Ketika Milo tetangga lebih enak -serius-

"Rumput tetangga memang lebih hijau"


Jadi peribahasa rumput tetangga lebih hijau itu tak hanya sekedar ungkapan. Itu adalah kasunyatan yang menghinggapi setiap manusia. Percaya deh, saya saja mengalaminya. Seberapa sering sih kita mengintip milik tetangga dan ketika kita tidak bisa memilikinya, maka kita akan menghujatnya habis-habisan. "Waahh tetangga punya mobil yang bisa parkir sendiri .. ah tapi masih mending punya saya yang manual tapi parkirnya bener," itulah pembenarannya. 

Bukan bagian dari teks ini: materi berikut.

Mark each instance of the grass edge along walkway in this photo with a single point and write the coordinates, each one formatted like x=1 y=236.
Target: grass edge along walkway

Bicara soal rumput tetangga yang lebih hijau, saya harus mengakuinya memang demikian adanya. Dalam skala yang lebih besar, rumput negara tetangga memang lebih hijau royo-royo. Bukannya saya tidak nasionalis, tapi saya tidak bisa berkutik dan harus mengakui bahwa mereka lebih baik di beberapa segi. Saya menyadarinya ketika saya pindah ke pulau terbesar ketiga di dunia ini. Karena pulau Borneo ini dimiliki oleh tiga negara yakni Indonesia (3/4 nya), Malaysia dan Brunnei, maka produk-produk dari negara tetangga yang berbatasan langsung dengan Indonesia "bebas" masuk dengan mudah.

Salah satu dilema ke-nasionalis-an saya adalah ketika saya lebih memilih membeli minuman coklat dari negara tetangga, ah sebut saja Milo, yang rasanya lebih enak dari buatan dalam negeri. Saya lantas mbatin, kok kita nggak bisa bikin yang seenak ini ya. Tapi saya sudah terlanjur menggemarinya. Jadi ketika suami saya sedang berkunjung ke perbatasan, maka saya mengingatkannya untuk membelikan minuman itu beberapa bungkus.

Ternyata persoalannya tidak sampai disitu saja. Rumput tetangga bukan lagi terlihat tapi memang lebih hijau karena rumput sendiri terbengkelai. Jadi tak bisa disalahkan jika warga Indonesia yang tinggal di perbatasan lebih memilih produk negara tetangga yang lebih hijau baik dari segi kuantitas dan harga. Ketika kita dibuat bingung oleh harga gas elpiji dalam negeri yang labil kayak anak ABG, mereka warga perbatasan justru tak ambil pusing. Iyalaahhh .. satu tabung gas dari negara tetangga dijual lebih terjangkau. Stok di pasaran juga jauh lebih banyak ketimbang elpiji lokal.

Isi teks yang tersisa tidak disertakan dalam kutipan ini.